Procurement Today and Tomorrow: Becoming a Fire Starter (Five Pyro Initiatives)

Click for the first installment in this series: Procurement: From Finance's Poodle to Attack Dog.

When it comes to starting fires versus fighting them, procurement has a great opportunity to take out not a teeny book of matches, but a flame-thrower aimed squarely at the apathetic naysayers in the business. During my talk at the Zycus Horizon conference, I shared the following five opportunities that procurement can take to start some serious fires. In subsequent posts in this series, I'll flesh out each of these initiatives in more detail including sharing a basic "how-to" guide for each program.

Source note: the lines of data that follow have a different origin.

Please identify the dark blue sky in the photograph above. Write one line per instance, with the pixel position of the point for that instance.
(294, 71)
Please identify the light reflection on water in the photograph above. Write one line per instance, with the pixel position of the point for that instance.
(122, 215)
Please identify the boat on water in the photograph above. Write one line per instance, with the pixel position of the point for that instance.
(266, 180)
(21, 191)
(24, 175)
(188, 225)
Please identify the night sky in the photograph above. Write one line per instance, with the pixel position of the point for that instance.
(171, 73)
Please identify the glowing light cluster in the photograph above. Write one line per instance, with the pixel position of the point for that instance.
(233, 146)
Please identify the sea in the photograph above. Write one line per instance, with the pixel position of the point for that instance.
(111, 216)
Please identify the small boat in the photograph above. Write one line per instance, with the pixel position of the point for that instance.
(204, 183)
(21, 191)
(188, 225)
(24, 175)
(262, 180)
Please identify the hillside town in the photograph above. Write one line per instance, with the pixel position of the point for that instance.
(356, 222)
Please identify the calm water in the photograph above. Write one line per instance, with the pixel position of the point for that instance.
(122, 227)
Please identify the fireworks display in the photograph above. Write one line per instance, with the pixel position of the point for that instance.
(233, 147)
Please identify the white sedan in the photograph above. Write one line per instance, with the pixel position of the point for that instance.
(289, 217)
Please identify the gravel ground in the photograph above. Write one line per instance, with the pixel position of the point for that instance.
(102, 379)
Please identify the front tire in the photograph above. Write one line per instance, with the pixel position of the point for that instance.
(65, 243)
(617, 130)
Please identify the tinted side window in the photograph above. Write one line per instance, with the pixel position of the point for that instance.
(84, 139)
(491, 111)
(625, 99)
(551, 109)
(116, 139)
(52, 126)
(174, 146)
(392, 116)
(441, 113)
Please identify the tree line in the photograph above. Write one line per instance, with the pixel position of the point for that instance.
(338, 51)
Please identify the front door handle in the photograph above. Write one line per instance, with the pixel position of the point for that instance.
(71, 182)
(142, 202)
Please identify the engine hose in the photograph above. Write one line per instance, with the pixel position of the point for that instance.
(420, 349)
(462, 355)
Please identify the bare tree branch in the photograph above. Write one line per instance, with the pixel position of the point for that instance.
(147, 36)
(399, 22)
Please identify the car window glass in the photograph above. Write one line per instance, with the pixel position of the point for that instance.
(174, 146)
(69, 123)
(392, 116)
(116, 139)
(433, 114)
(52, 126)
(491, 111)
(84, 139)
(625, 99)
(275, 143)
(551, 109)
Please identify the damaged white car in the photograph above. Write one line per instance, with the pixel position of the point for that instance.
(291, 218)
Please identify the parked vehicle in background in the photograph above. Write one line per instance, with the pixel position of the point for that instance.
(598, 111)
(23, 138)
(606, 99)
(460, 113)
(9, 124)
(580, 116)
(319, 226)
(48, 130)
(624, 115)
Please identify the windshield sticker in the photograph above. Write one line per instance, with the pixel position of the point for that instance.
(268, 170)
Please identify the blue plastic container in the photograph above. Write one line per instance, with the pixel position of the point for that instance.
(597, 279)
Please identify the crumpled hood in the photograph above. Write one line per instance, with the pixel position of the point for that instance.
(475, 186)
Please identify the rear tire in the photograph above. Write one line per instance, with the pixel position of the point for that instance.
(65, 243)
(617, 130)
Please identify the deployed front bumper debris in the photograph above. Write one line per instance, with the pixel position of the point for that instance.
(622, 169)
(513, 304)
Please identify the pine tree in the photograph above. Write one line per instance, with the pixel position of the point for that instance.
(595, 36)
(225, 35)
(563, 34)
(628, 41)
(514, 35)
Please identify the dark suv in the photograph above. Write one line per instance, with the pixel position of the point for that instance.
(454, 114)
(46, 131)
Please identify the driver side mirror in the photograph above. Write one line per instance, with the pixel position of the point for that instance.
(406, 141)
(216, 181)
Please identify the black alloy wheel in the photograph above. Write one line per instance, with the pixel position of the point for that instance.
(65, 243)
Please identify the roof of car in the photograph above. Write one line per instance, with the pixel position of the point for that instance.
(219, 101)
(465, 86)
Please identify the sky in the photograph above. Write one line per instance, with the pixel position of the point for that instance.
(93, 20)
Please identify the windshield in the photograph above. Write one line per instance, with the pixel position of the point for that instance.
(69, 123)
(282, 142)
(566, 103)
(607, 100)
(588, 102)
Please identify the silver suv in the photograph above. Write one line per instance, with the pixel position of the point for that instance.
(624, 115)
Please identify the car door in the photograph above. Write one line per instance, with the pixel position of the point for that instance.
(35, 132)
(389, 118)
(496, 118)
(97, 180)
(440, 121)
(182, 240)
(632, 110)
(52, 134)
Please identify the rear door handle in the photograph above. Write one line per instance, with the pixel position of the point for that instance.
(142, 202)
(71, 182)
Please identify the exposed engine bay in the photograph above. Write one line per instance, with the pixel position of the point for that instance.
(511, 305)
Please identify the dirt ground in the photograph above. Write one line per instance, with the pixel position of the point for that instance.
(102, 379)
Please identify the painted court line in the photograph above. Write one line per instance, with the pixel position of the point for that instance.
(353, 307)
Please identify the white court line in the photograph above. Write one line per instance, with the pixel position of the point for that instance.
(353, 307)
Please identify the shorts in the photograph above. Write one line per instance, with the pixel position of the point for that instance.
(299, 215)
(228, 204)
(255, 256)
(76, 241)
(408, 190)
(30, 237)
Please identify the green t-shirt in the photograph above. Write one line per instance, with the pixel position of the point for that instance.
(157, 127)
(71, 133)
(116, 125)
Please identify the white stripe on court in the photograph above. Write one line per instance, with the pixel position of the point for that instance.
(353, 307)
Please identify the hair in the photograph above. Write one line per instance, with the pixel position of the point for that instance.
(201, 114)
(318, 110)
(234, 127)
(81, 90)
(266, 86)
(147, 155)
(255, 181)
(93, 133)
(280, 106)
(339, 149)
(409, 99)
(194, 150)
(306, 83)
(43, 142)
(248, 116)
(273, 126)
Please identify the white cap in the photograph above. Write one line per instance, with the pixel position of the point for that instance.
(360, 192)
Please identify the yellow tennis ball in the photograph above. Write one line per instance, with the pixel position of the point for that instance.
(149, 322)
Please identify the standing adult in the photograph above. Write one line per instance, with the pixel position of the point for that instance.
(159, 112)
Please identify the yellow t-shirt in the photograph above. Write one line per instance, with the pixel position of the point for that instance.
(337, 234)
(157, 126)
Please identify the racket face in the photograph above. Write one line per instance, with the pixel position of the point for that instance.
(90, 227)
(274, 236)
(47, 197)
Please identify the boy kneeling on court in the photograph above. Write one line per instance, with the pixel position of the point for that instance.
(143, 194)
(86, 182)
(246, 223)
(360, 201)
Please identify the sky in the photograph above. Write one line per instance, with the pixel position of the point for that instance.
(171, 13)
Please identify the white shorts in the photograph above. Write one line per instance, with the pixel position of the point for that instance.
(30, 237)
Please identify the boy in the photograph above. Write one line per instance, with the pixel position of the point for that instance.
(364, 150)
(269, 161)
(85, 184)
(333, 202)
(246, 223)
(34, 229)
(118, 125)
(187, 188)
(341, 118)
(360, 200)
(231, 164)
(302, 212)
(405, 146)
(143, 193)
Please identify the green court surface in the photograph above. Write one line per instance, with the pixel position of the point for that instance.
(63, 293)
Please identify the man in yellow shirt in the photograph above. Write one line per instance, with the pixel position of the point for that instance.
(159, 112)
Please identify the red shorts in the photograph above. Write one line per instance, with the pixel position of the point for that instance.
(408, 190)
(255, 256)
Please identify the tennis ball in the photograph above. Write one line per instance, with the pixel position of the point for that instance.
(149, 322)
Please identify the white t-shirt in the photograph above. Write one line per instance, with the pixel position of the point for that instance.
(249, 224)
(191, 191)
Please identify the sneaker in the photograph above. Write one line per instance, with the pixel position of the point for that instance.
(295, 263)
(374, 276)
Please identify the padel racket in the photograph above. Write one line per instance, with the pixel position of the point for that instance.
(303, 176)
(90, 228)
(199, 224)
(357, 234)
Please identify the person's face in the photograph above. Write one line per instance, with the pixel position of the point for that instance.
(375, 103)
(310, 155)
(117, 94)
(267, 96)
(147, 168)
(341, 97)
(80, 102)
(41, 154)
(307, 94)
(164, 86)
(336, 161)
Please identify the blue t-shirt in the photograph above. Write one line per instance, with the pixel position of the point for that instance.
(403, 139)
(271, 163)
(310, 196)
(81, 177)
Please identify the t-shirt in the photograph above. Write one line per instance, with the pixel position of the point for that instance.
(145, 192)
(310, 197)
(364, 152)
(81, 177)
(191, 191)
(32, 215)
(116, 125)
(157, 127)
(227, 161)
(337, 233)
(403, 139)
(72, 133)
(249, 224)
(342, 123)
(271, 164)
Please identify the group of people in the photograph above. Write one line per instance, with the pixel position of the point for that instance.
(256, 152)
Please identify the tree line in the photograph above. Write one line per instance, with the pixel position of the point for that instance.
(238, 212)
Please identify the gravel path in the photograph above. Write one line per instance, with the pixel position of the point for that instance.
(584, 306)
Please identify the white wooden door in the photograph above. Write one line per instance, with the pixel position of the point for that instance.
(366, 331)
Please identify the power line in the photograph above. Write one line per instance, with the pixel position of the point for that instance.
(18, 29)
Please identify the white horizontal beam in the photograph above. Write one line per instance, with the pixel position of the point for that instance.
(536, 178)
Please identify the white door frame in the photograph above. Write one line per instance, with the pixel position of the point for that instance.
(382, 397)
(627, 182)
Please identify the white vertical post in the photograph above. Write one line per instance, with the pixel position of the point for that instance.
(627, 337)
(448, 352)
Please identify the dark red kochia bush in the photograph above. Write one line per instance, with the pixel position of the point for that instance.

  1. Tackling services procurement taking responsibility not just for savings, but value. For services procurement (including but not limited to contingent labor, basic services categories and more complex and often high visibility areas) procurement has a huge opportunity to stand up and take control of what has become a scattered and greatly decentralized organizational mess, even in cases where much of indirect spend has been centralized.
  2. Educating and leading finance to get more value from procurement, including the top line! Finance does not have to be: A) Our boss. B) A quiet non-believer in procurement's ability to identify and deliver savings or top-line value. C) The wall that stands between our programs and additional funding. D) The function that has taken over supply risk for us because they don't trust us to fully manage risk on our own. E) All of the above. In fact, it's possible to truly partner with and educate finance to get CFOs, treasurers, controllers, AP, internal audit, risk management and other finance leads into our camp.
  3. Taking risk off the table (e.g., commodity management). 'nough said. If you read this blog and you're not up on risk management, you should be. And we'll give you a primer later in this series.
  4. Redefining sourcing. Procurement teams can redefine sourcing and change the basis of engagement not only with suppliers, but also the business. This involves creative approaches, new technology and new skills across existing categories and those we're seeking to exert greater influence over for the first time.
  5. Putting on a supplier management cap by driving both risk and compliance initiatives. Supplier management and compliance intersections don't just touch procurement. They deeply involve finance, legal, operations/supply chain, environmental, health and safety (EHS), HR, sales, corporate social responsibility (CSR) and virtually all other areas of the business.